A further recovery in real narrow money growth would suggest a stronger economy in late 2017. Treasury yields could move higher in anticipation of this prospect and as upward pressure on wage growth keeps the Fed on a tightening tack.
UK money trends signalling H2 economic slowdown
Soft UK GDP growth in the first quarter of 2017 partly reflected pay-back for a strong fourth quarter and a recovery seems likely in the current quarter. Monetary trends, however, have deteriorated significantly since the autumn, suggesting notably weaker second-half economic performance.
The preliminary estimate of a 0.3% rise in GDP in the first quarter released last week was in line with the suggestion from monthly data – see previous post. The preference here is to focus on six-month or two-quarter changes to assess trends in economic series. The weak first-quarter GDP rise followed a 0.7% fourth-quarter gain, which could be revised higher later this month, based on recent services turnover data. Growth across the two quarters, therefore, is currently estimated at 1.0%, or 1.9% at an annualised rate – faster than in the US (1.4%) and the same as in Euroland.
This solid performance was signalled by monetary trends – six-month growth of real (i.e. inflation-adjusted) narrow and broad money remained elevated through September / October 2016 and typically leads economic momentum by six to 12 months. On this basis, economic news may remain reasonably positive in the current quarter, with GDP growth recovering from the first-quarter disappointment.
Real money measures, however, slowed sharply around year-end, reflecting both lower nominal growth and faster inflation. March numbers released today were respectable in month-on-month terms but failed to reverse the deteriorating trend. The preferred narrow and broad aggregates here are non-financial M1 and non-financial M4, comprising money holdings of households and private non-financial corporations (PNFCs). Six-month growth rates of these aggregates, deflated by consumer prices (seasonally adjusted), were the weakest since 2011-12 – see first chart.
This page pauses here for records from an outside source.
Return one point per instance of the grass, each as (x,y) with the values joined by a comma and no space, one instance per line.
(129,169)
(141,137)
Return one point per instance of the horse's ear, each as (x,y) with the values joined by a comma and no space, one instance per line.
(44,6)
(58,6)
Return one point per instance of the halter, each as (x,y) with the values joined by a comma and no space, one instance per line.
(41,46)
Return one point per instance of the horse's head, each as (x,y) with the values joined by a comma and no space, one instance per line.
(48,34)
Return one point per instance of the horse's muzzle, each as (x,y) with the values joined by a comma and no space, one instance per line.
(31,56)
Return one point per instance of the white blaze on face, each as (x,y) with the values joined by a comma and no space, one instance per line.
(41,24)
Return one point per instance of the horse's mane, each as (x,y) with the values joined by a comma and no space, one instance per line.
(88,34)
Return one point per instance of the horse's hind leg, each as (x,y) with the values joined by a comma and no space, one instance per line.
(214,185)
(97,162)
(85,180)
The real money measures are not yet contracting, as they did before the 2011-12 “double dip” scare. The fall in six-month growth, however, has been comparable in scale to the 2010-11 decline. GDP expansion averaged only 1.3% at an annualised rate in the two years to end-2012 – similar sluggishness may be in prospect unless monetary trends revive.
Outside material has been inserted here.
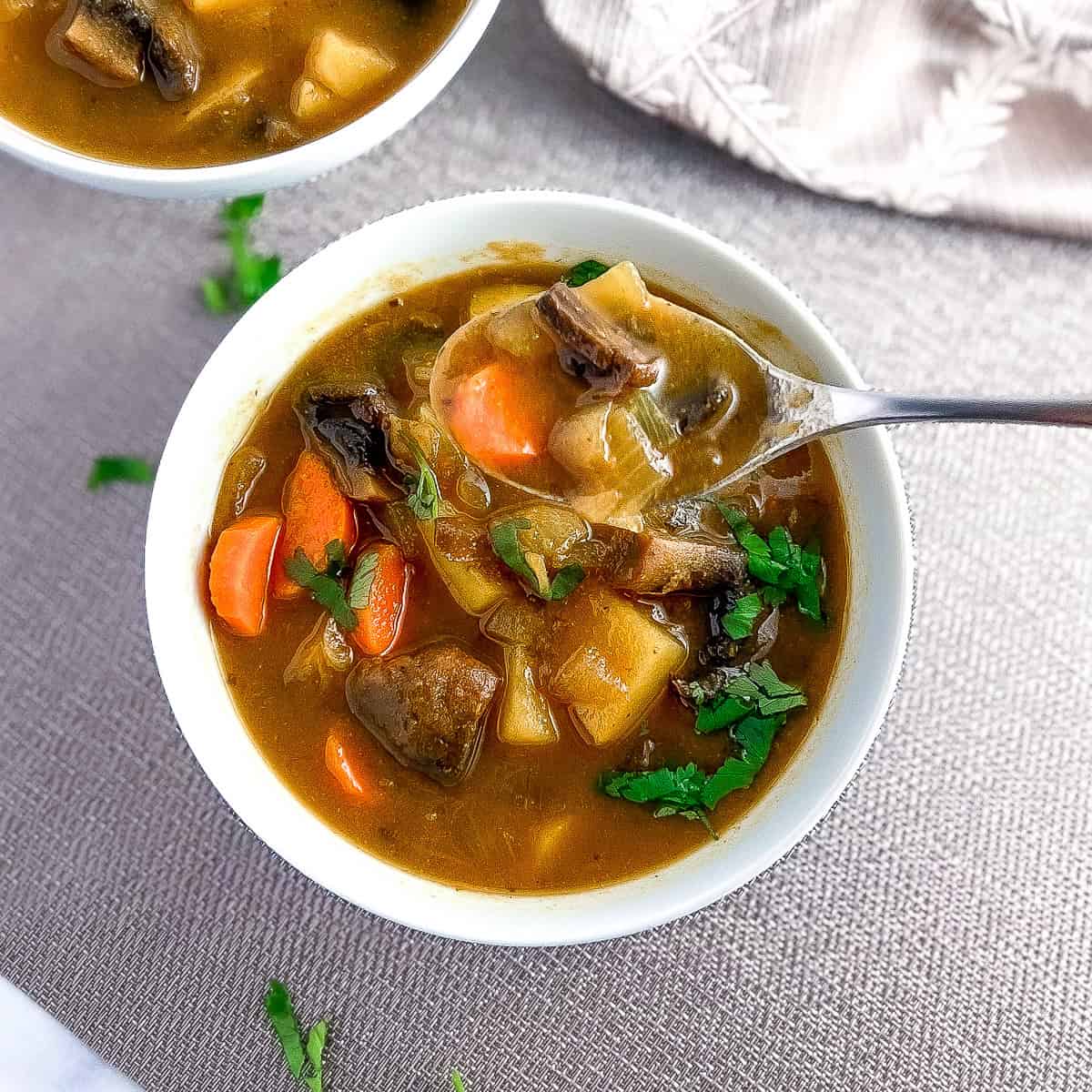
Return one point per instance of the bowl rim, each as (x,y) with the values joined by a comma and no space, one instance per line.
(478,920)
(279,168)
Annual growth of nominal non-financial M1 and non-financial M4 fell to 8.5% and 5.2% respectively in March, suggesting that annual nominal GDP expansion will moderate later in 2017 – second chart. Money trends are now notably weaker in the UK than Euroland, where annual growth of non-financial M1 and non-financial M3 rose further to 10.1% and 6.1% respectively in March – see previous post.
Annual growth of the Bank of England’s M4ex measure is stronger than that of the non-financial M4 aggregate tracked here, at 6.7% in March – second chart. M4ex continues to be inflated by a rapid rise in money holdings (and bank borrowing) of non-bank financial institutions, excluding intermediaries (i.e. insurance companies and pension funds, other fund managers and securities dealers). Such holdings increased by 16.4% in the year to March but have little if any implication for near-term economic prospects.
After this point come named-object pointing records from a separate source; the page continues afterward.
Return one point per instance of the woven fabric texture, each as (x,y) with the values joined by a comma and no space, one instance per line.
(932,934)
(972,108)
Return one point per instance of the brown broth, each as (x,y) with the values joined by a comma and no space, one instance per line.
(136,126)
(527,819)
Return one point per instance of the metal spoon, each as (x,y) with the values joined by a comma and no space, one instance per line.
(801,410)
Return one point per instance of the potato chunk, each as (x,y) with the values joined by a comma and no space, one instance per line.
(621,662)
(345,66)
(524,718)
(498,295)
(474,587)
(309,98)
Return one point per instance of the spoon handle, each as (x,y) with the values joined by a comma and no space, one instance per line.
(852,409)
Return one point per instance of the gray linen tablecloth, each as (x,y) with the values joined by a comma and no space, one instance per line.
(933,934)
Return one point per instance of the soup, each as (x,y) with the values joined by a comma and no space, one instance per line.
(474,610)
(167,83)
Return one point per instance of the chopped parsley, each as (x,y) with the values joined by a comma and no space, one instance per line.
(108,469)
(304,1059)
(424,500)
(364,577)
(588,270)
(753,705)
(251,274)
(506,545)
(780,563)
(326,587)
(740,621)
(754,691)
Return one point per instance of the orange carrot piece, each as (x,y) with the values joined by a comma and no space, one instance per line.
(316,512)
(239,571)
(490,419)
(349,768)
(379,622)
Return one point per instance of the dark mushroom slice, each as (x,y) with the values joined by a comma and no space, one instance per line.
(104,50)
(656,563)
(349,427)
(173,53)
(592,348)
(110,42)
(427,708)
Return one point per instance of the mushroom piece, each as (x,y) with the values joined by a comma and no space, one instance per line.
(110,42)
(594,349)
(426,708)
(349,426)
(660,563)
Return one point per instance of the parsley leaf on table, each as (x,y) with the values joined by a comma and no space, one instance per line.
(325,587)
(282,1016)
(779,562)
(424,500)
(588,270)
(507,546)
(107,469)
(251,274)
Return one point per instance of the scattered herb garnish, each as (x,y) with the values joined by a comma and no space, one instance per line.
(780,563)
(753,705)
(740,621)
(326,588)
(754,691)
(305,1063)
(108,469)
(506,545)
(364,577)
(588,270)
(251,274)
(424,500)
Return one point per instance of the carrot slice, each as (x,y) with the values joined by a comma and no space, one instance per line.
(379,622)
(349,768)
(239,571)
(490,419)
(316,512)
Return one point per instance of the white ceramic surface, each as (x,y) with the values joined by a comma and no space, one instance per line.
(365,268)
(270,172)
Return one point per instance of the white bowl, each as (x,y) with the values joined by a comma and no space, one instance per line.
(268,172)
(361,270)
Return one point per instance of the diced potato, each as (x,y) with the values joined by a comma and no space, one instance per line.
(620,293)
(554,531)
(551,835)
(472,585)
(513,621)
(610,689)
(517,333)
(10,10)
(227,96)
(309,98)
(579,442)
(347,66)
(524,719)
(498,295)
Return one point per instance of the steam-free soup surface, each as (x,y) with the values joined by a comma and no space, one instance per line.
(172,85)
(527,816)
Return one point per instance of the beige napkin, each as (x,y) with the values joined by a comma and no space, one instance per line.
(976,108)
The third chart breaks out household and corporate real narrow money growth. The household component is weaker, consistent with a consumption-led economic slowdown.
The MPC is in a dilemma of its own making. Inflation is on course to rise significantly in 2017-18 in lagged response to monetary acceleration in 2015-16. The MPC should have leant against this pick-up by tightening policy in 2016 – the post-Brexit-vote easing was badly misjudged. It will be reluctant to correct this mistake against a backdrop of slowing economic momentum but inaction risks encouraging further sterling selling and entrenching higher inflation.